En 15 segundos, adolescentes decidirán si le gusta una canción o no; los 15 segundos que duran las stories de Instagram, formato de una caducidad ficticia, en el que una imagen o un vídeo puede ir a acompañado de música. En esencia, nada nuevo; lo de siempre con otro envoltorio. Si la canción les gusta, la curiosidad les llevará a Spotify, a Apple Music o a Youtube para escuchar la canción completa.

Hablamos con cuatro adolescentes de 14 años gracias a las cuales, este grupo de puretas (quizás esto ya ni se diga) conocemos a El Mig Malo.
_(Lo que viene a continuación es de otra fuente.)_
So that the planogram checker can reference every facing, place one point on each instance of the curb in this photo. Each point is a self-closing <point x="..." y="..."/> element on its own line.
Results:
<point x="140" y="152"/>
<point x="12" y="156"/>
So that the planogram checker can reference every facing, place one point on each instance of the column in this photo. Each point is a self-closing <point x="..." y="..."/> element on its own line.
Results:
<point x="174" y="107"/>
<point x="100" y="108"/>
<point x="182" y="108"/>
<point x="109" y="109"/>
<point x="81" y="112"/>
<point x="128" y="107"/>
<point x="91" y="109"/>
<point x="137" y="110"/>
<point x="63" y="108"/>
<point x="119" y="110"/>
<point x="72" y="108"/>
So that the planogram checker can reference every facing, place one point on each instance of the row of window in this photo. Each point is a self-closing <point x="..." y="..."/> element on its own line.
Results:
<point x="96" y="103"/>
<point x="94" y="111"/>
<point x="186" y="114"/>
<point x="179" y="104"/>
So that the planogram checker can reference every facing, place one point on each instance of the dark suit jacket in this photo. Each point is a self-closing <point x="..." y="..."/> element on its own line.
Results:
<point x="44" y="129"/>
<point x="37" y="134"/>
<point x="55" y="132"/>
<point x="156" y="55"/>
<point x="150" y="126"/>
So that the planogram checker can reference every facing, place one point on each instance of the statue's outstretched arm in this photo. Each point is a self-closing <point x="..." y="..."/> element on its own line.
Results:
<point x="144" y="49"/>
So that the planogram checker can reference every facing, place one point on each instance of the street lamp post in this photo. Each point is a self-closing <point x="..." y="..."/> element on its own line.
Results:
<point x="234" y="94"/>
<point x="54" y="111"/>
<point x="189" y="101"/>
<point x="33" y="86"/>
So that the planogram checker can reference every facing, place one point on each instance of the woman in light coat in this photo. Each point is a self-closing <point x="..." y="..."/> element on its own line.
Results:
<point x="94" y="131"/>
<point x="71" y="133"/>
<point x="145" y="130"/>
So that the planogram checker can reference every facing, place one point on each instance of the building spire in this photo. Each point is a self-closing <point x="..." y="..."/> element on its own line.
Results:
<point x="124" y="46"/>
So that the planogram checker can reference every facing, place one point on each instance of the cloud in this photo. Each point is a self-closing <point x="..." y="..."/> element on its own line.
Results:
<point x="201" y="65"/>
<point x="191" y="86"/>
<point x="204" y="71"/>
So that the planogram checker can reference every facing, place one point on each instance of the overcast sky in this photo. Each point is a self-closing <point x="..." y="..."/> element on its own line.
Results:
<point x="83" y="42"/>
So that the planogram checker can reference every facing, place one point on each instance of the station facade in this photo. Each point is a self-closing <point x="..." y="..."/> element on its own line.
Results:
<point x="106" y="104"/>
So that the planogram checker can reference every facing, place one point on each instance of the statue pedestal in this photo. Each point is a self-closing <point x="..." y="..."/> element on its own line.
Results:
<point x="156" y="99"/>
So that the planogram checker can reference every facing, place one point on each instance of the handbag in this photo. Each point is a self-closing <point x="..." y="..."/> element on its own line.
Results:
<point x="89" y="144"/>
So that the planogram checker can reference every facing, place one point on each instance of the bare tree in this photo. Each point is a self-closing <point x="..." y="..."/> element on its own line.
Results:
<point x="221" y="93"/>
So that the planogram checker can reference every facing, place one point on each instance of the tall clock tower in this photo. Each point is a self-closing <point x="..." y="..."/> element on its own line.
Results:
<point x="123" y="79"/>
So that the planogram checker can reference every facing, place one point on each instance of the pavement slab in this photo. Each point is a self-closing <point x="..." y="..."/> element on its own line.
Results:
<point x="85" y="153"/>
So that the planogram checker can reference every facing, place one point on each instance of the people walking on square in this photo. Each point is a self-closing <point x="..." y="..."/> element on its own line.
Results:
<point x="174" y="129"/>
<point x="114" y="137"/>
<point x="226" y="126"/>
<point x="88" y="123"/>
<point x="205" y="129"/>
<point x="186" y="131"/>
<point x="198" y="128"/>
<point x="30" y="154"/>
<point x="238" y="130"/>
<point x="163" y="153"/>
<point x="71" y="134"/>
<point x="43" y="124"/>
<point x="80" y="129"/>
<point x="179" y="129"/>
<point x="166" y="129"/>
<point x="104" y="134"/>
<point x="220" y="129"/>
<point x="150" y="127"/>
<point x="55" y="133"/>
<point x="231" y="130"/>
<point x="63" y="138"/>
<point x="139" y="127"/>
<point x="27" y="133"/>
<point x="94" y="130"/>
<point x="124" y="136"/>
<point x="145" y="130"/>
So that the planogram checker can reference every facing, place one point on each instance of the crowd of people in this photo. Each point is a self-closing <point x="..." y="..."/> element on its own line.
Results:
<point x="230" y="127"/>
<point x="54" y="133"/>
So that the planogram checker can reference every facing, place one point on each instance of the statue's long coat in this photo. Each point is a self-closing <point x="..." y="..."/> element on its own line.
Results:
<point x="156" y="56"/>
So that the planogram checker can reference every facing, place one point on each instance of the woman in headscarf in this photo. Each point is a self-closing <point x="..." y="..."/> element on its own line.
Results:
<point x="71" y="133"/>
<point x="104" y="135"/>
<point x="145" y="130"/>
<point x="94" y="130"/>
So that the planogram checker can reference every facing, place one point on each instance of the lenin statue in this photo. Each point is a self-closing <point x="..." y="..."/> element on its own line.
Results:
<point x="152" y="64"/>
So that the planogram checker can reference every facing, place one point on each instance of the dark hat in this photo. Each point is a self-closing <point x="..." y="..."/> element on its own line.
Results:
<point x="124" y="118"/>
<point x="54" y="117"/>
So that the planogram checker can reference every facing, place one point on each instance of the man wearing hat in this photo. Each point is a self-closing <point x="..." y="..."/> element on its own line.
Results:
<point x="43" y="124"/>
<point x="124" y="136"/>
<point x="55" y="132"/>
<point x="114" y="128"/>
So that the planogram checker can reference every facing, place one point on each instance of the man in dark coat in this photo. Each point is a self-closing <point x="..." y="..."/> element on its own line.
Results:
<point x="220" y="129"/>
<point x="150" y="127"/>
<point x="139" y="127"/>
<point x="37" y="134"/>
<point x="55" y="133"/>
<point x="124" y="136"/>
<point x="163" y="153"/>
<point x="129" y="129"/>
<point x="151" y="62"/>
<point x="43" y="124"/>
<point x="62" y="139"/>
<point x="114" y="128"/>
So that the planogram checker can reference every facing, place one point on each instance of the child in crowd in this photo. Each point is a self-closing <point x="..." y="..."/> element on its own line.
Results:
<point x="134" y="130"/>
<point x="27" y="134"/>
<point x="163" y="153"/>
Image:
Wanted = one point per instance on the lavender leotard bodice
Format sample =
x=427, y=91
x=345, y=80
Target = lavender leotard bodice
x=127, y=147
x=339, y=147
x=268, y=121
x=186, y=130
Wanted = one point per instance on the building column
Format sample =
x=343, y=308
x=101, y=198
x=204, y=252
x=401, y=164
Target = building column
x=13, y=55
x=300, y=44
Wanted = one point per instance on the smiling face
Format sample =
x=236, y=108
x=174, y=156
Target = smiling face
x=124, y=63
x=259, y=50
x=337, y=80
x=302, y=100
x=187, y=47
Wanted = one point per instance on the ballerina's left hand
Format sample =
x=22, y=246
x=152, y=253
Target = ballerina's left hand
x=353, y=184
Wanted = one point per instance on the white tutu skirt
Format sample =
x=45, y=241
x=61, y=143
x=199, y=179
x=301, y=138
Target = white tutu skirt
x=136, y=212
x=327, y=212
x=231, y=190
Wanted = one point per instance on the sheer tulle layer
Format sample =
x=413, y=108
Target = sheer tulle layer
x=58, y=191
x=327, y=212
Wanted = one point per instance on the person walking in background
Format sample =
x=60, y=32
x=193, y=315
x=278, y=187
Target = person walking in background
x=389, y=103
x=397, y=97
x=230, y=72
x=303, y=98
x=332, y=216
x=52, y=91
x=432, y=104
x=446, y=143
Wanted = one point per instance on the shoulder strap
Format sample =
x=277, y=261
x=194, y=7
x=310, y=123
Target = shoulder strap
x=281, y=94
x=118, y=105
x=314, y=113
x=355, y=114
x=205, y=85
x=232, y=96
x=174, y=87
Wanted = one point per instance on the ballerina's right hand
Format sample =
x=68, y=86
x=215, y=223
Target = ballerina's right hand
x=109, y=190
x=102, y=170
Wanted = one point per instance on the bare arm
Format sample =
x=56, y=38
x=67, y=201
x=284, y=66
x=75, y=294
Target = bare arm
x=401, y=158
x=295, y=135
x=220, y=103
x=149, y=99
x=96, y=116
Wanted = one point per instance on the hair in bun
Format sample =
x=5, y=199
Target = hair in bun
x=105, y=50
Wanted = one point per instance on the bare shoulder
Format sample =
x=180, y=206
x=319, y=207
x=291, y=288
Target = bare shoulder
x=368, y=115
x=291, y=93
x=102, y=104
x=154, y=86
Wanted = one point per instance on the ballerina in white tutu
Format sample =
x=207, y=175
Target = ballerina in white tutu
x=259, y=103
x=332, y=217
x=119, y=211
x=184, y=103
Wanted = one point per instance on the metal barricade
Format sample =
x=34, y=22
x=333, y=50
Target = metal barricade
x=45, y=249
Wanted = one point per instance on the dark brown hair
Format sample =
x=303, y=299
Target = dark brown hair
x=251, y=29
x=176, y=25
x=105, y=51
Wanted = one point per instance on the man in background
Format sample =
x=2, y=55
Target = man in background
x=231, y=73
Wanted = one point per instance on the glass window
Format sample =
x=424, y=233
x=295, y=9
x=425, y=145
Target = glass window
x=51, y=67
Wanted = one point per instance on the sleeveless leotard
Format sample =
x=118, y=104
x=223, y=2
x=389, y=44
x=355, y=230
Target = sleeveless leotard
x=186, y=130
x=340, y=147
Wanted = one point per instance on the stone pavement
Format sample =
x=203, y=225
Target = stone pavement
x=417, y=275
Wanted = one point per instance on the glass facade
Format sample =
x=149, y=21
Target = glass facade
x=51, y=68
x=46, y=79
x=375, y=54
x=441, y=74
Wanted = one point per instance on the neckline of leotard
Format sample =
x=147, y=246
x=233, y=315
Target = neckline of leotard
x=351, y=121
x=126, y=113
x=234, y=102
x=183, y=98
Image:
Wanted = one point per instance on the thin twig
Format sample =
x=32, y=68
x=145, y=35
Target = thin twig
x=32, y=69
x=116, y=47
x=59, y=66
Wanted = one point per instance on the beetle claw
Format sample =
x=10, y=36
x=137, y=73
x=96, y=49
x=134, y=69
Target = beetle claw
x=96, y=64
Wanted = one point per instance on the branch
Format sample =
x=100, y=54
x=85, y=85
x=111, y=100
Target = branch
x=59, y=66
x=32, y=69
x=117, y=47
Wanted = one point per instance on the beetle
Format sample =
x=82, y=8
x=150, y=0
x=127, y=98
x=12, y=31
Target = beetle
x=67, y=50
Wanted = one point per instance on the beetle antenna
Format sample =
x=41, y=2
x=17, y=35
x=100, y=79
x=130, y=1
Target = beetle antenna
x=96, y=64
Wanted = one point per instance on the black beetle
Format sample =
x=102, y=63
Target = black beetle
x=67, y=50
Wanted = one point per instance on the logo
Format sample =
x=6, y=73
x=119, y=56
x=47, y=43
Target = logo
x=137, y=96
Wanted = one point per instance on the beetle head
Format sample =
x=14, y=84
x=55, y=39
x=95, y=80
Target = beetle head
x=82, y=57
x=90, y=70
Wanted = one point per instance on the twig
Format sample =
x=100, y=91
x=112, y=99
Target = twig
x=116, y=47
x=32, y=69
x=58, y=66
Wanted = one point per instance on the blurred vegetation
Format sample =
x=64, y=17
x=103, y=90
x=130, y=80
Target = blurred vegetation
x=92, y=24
Hip hop y rap de origen dominicano hecho en Huesca, y aquí sin enterarnos. El vídeo de su último single, Mentira, lleva más de 14.000 reproducciones en Youtube en menos de dos meses. Y algún padre o madre se ve atrapado en el estribillo, aun preguntándose cómo.

Ellas, dicen, van a todas partes con música. Lo hacen todo con música. Se descubren canciones las unas a las otras. Y tienen listas en Spotify para cada actividad y estado de ánimo. No son las únicas. Cuentan que es así para todas las personas de su edad. Escuchan más o menos la misma música pero dependiendo al grupo que pertenezcan muestran diferente actitud hacia ella. Se ríen de las letras que consideran “ofensivas para las mujeres” porque lo que les importa es el ritmo, aunque no significa que no sean conscientes de lo machista y lo denigrante. ¿Y por qué debería importarle a ellas más que lo que nos importó a nosotras? La dopamina no entiende de eufemismos como La salamandra o El tiburón.

Escuchan a Sebastián Yatra, Lunay, Rosalía, Ariana Grande, Taylor Swift, Bad Bunny, La Pegatina, Aya Nakamura o al checo Mikolas Josef, al que conocen por Eurovision. Se ríen cuando reconocen que también les gusta “Trucho” de Rochy RD. Dicen que escuchan “de todo”, también “clásicos” como Michael Jackson. La “música de sus padres” es la que escuchan en los desplazamientos en coche. Y a veces coinciden en gustos como Bob Marley o The Cure, Cheb Rayan o Ibtissam Tiskat, según sea su origen, el de ellas o el de sus madres y padres.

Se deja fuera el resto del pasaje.